We have taken a coupled genetic and biochemical approach to dissect Aip1 cellular function and made four important findings: 1) We provide the first in vivo demonstration that Aip1 promotes turnover of actin structures. Until now, an actin turnover function for Aip1 has only been inferred from its in vitro activities and genetic interactions with cofilin, but was never demonstrated in living cells. 2) By analyzing in parallel the cellular phenotypes and biochemical defects of aip1 alleles generated by systematic mutagenesis, we show that Aip1’s ability to promote actin disassembly in vitro and in vivo requires direct binding interactions with F-actin. This helps to define the Aip1 mechanism, because Aip1 interacts with both actin and cofilin, and until now it has been unclear whether one or both interactions are required for its function. Further, we mapped actin binding to two well-separated surfaces on Aip1, one in each major structural lobe of the protein. (3) We find a close correlation in aip1 alleles between loss of cofilin-dependent capping activity in vitro and loss of rapid actin turnover in vivo.
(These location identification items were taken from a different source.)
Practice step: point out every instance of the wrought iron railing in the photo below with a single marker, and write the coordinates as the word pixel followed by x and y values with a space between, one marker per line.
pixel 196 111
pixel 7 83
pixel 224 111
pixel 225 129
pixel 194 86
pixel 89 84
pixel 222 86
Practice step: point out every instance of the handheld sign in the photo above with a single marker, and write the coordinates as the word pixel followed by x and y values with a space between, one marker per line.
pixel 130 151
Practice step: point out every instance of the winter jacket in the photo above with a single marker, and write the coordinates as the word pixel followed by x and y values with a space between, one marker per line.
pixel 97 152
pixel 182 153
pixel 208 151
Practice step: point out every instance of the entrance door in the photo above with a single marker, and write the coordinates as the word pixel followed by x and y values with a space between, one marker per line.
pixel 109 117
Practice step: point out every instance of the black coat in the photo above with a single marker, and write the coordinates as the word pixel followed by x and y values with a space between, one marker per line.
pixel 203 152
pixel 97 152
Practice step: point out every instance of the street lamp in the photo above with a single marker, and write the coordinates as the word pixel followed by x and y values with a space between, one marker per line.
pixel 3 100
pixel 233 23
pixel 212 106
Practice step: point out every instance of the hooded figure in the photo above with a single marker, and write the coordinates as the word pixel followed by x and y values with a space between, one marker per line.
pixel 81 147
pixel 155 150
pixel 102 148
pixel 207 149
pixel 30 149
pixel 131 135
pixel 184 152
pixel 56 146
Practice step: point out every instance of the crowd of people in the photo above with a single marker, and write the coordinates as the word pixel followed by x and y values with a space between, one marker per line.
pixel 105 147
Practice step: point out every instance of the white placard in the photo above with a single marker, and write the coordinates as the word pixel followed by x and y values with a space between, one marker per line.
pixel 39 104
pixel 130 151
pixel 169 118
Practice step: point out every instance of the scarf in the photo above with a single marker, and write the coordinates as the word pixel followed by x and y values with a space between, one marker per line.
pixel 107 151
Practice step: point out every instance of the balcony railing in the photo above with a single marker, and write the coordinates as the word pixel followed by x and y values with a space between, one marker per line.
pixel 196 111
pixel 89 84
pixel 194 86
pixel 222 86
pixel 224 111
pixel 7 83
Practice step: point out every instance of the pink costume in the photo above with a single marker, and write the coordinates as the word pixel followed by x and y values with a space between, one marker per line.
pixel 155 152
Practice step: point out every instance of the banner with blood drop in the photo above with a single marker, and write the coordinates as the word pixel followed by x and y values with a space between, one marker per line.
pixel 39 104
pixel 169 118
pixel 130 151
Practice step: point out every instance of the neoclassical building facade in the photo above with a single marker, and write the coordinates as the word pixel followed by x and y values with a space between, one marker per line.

This provides strong evidence that capping of severed filaments is important for Aip1 physiological function. (4) We provide the first mechanistic insights into how rapid turnover of yeast actin cables is maintained. Cables are comprised of overlapping cross-linked actin filaments that are decorated and stabilized by tropomyosin. However, they are also highly dynamic, undergoing rapid disassembly along their lengths rather than at one end (Yang and Pon, 2002 ). Until now, the mechanism by which cells maintain rapid turnover of cables has been elusive. We show that aip1 and cof1 mutations dramatically reduce rates of cable turnover (by 5- and 20-fold, respectively). This suggests that Aip1 and cofilin provide “cable destabilizing” activity that opposes the stabilizing activity of Tpm1 to maintain rapid cable turnover in vivo. In support of this model, tpm1Δ cells show a severe loss of actin cables and temperature-sensitive growth, and both defects are rescued by deletion of AIP1.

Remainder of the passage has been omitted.